Das Gewicht der Orthodoxie in Griechenland

Die überwiegende Mehrheit der Griechen, 98 %, sind orthodoxe Christen. Obwohl sie immer weniger praktizieren, sind sie ihren Kirchen und Klöstern immer noch sehr verbunden und nehmen zahlreich an wichtigen religiösen - und zivilen - Zeremonien teil. Die griechisch-orthodoxe Kirche und der griechische Staat sind nach wie vor nicht getrennt und die Priester werden als Beamte bezahlt. Auch wenn die Orthodoxie nicht mehr die offizielle Religion ist, bleibt die Kirche ein unumgänglicher Akteur in Griechenland. Sie ist zwar der reichste Grundbesitzer des Landes, doch aufgrund ihrer Verbindungen zu den Kreisen der Macht entgeht sie immer noch den Steuern. Symbolischerweise werden die Prälaten gebeten, die Zeremonie zur Amtseinführung jedes Premierministers zu organisieren. Bisher hat sich nur ein atheistischer, linksgerichteter Regierungschef geweigert, den Eid auf die Bibel zu leisten: Alexis Tsipras im Jahr 2015.

Die wichtigsten Unterschiede zu Katholiken

Die theologischen Unterschiede zwischen Katholiken und Orthodoxen sind sehr gering. Das liegt daran, dass alle christlichen Kirchen die sieben ökumenischen Konzilien als Grundlage für ihre jeweiligen Dogmen anerkennen. Zwischen dem 4. und 7. Jahrhundert wurden auf diesen von den byzantinischen Kaisern einberufenen kirchlichen Versammlungen so gut wie alle Aspekte des christlichen Lebens kodifiziert. Allerdings traten ab dem 7. Jahrhundert bis zum Schisma von 1054 allmählich Differenzen auf. Und die Trennung wurde nach dem großen Verrat des Westens endgültig: der Eroberung Konstantinopels durch die Kreuzfahrer im Jahr 1204.

Papst. Die Orthodoxen erkennen weder die Autorität noch die Unabhängigkeit des Papstes an, den sie als einen "Patriarchen" unter vielen betrachten. Im Jahr 325 organisierte das ökumenische Konzil von Nizäa die Christenheit in fünf Patriarchate: Rom, Konstantinopel, Alexandria, Antiochia und Jerusalem. Theoretisch wird Rom ein Ehrenprimat zuerkannt. In Wirklichkeit ist es der Patriarch von Konstantinopel, der die Christen anführt. Doch seit dem 7. Jahrhundert stellt der Patriarch von Rom (der Papst) aufgrund der Entfernung und des politischen Drucks die Autorität von Konstantinopel in Frage, bis er sich 1054 für unabhängig erklärt.

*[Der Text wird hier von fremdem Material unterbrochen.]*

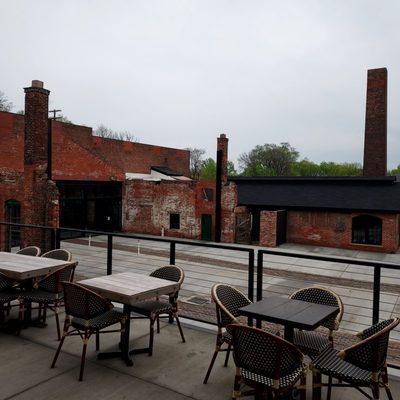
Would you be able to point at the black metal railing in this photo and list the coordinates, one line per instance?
(173, 242)
(376, 265)
(253, 287)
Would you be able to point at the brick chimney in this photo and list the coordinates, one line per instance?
(222, 144)
(36, 123)
(375, 141)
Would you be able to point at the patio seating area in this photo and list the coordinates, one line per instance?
(175, 371)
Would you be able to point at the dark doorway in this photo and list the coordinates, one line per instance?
(206, 227)
(13, 214)
(90, 205)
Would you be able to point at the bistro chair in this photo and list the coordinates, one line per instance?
(266, 363)
(311, 343)
(87, 313)
(7, 295)
(360, 365)
(48, 293)
(30, 251)
(227, 300)
(153, 309)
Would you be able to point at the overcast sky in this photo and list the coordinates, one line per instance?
(179, 73)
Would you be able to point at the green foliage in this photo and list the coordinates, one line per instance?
(268, 160)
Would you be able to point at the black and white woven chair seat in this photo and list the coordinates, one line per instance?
(310, 343)
(154, 307)
(284, 381)
(40, 296)
(7, 296)
(330, 364)
(104, 320)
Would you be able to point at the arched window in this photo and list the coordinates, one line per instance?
(367, 229)
(13, 214)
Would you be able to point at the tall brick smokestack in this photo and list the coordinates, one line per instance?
(36, 124)
(222, 144)
(375, 141)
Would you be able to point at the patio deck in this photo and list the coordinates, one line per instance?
(175, 371)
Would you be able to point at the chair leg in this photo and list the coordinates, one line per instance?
(65, 330)
(316, 386)
(83, 357)
(151, 339)
(228, 351)
(57, 320)
(217, 349)
(236, 386)
(329, 394)
(97, 340)
(180, 328)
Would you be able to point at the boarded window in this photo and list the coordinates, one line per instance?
(174, 221)
(367, 229)
(208, 194)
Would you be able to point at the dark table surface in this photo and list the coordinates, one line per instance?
(289, 312)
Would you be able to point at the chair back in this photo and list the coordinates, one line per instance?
(81, 302)
(370, 354)
(263, 353)
(5, 282)
(53, 282)
(58, 254)
(30, 251)
(228, 300)
(321, 295)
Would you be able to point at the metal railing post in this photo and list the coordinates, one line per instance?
(109, 254)
(250, 279)
(172, 253)
(377, 294)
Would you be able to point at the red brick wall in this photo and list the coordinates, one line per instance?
(268, 228)
(333, 229)
(147, 206)
(375, 146)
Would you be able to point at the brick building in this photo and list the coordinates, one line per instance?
(54, 173)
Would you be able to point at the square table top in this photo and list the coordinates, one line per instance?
(295, 313)
(129, 287)
(21, 267)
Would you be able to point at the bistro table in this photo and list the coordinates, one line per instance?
(290, 313)
(128, 288)
(22, 268)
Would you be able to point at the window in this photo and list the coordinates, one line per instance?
(174, 221)
(208, 194)
(367, 230)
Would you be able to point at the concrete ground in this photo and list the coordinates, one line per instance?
(174, 372)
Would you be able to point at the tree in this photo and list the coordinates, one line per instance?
(268, 160)
(196, 162)
(5, 104)
(104, 131)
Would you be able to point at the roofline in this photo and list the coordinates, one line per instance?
(385, 179)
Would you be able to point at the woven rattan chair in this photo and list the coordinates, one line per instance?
(309, 342)
(30, 251)
(266, 363)
(7, 295)
(227, 300)
(86, 314)
(58, 254)
(48, 293)
(361, 365)
(153, 309)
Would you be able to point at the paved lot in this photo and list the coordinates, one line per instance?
(175, 372)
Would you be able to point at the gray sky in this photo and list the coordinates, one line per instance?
(178, 73)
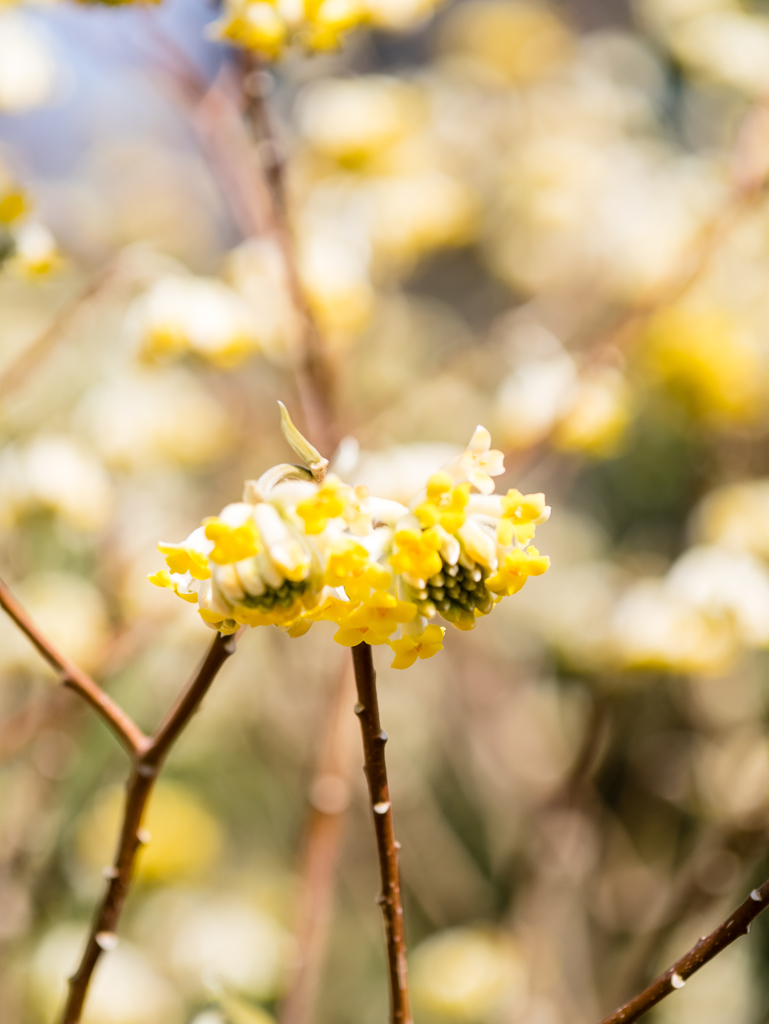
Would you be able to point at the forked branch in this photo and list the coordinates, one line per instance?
(147, 755)
(121, 724)
(138, 791)
(709, 946)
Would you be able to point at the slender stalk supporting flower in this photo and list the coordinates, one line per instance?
(145, 769)
(738, 923)
(329, 800)
(376, 773)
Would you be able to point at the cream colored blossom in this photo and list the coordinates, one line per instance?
(303, 547)
(201, 315)
(28, 72)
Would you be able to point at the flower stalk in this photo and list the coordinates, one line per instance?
(387, 848)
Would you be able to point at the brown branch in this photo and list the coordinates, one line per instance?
(23, 366)
(709, 946)
(138, 791)
(376, 772)
(314, 374)
(329, 799)
(122, 725)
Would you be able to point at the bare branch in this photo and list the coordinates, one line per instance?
(387, 849)
(709, 946)
(33, 354)
(139, 787)
(329, 798)
(122, 725)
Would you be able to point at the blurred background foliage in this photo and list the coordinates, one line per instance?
(548, 218)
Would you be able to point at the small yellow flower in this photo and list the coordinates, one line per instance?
(13, 205)
(479, 462)
(348, 565)
(332, 609)
(409, 648)
(328, 503)
(255, 26)
(375, 620)
(163, 579)
(445, 503)
(417, 552)
(180, 558)
(520, 516)
(515, 568)
(231, 544)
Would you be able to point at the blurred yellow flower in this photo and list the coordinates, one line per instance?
(706, 356)
(202, 315)
(268, 27)
(352, 120)
(599, 416)
(507, 41)
(184, 840)
(468, 974)
(736, 516)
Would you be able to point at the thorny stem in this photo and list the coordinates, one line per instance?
(147, 755)
(138, 790)
(124, 728)
(387, 849)
(329, 800)
(709, 946)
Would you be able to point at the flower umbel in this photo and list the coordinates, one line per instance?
(303, 548)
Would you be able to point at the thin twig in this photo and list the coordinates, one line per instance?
(314, 374)
(122, 725)
(329, 799)
(376, 772)
(18, 371)
(709, 946)
(138, 791)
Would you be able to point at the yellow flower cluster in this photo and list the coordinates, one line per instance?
(302, 548)
(268, 27)
(25, 243)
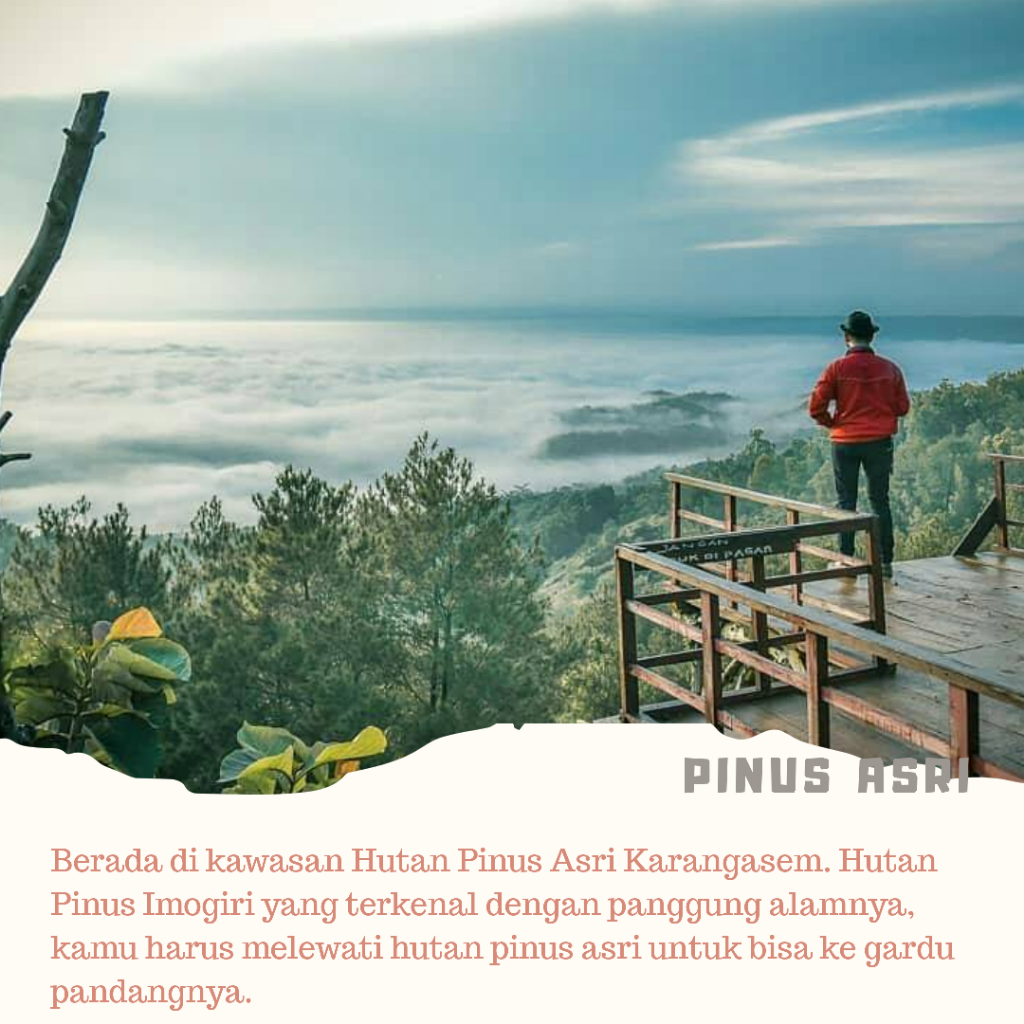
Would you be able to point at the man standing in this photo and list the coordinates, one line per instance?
(868, 395)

Eucharistie. Von den Orthodoxen als "göttliche Liturgie" bezeichnet, nimmt das Sakrament der Eucharistie in beiden Konfessionen denselben zentralen Platz ein: Das geteilte Brot ist das Symbol für den Leib Christi. Die einzige Variante ist die Hefe. Traditionell nehmen die Christen im Westen ihre Mahlzeiten mit Hefeteigbrot ein und behalten das ungesäuerte Brot (Ostia) dem Gottesdienst vor. Im Osten ist es umgekehrt: ungesäuertes Brot (ohne Hefe) am Tisch, Hefeteig in der Kirche. Dieser Unterschied ist nicht theologisch, sondern kulturell bedingt. Dennoch war es dieser Vorwand, der von den päpstlichen Legaten benutzt wurde, um 1054 die Exkommunikation des Patriarchen und des Kaisers von Konstantinopel auszusprechen und damit das Schisma, die Trennung zwischen Orthodoxen und Katholiken, auszulösen.

Eheschließung von Priestern. Die ökumenischen Konzilien legten unter anderem "das Verbot fest, die Ehe von Priestern zu verbieten". Eine Regel, die von den Katholiken völlig missachtet wird. Bei den Orthodoxen ist der Zölibat nur für Mönche, Bischöfe und den Patriarchen vorgeschrieben. So beachtet in Griechenland niemand den Pope (Priester), der mit seinemSticharion (schwarzes Gewand) und seinem Kamilavkion (Zylinderhut) in Begleitung seiner Frau und ihrer Kinder spazieren geht.

Filioque. Im Jahr 800 war Karl der Große der erste europäische Herrscher, der den römischen Titel "Kaiser des Westens" wieder annahm. Um sich gegenüber den oströmischen Kaisern (den Byzantinern) zu behaupten, führte er eine Mini-Transformation des Dogmas ein: das Filioque. Dieser lateinische Begriff bedeutet "und der Sohn". Es bezieht sich auf die Natur des Heiligen Geistes. Für die ökumenischen Konzilien geht der Heilige Geist "von Gott aus", d. h. Gott steht an erster Stelle, er ist "Quelle der Göttlichkeit". Mit dem Filioque sagen die Westler nun, dass er "von Gott und dem Sohn" ausgeht, wodurch Christus Gott gleichgestellt wird. Dies ist der einzige wirkliche theologische Unterschied zwischen Katholiken und Orthodoxen. Es ist auch eine Waffe: Karl der Große zwang die Bischöfe des Westens, das Filioque anzuerkennen, und markierte damit seine Autorität über den Papst in Rom, der sich bereit erklärte, ihn zum Kaiser zu krönen. Trotz der Proteste aus Konstantinopel hatten Karl der Große und seine Nachfolger nun einen Klerus, der ihnen zu Diensten stand.

Verehrung von Ikonen. Die Bilderverehrung entwickelte sich ab dem 6. Jahrhundert im Orient. Während sie Katholiken überrascht oder sogar schockiert, sorgte sie auch bei den Orthodoxen für Diskussionen. Zwei Jahrhunderte lang zerbrach das Byzantinische Reich an der Frage, ob menschliche Darstellungen in den Kirchen zugelassen werden sollten oder nicht. Im Jahr 843 beendete Kaiserin Theodora diese "ikonoklastische Krise". Von da an wurde den Ikonen ein heiliger Charakter zuerkannt: Diese Bilder werden von den Orthodoxen als Manifestation der heiligen Personen, die sie darstellen, betrachtet. Im Westen dienen die Fresken, Gemälde und Glasfenster der Kirchen lediglich der Illustration.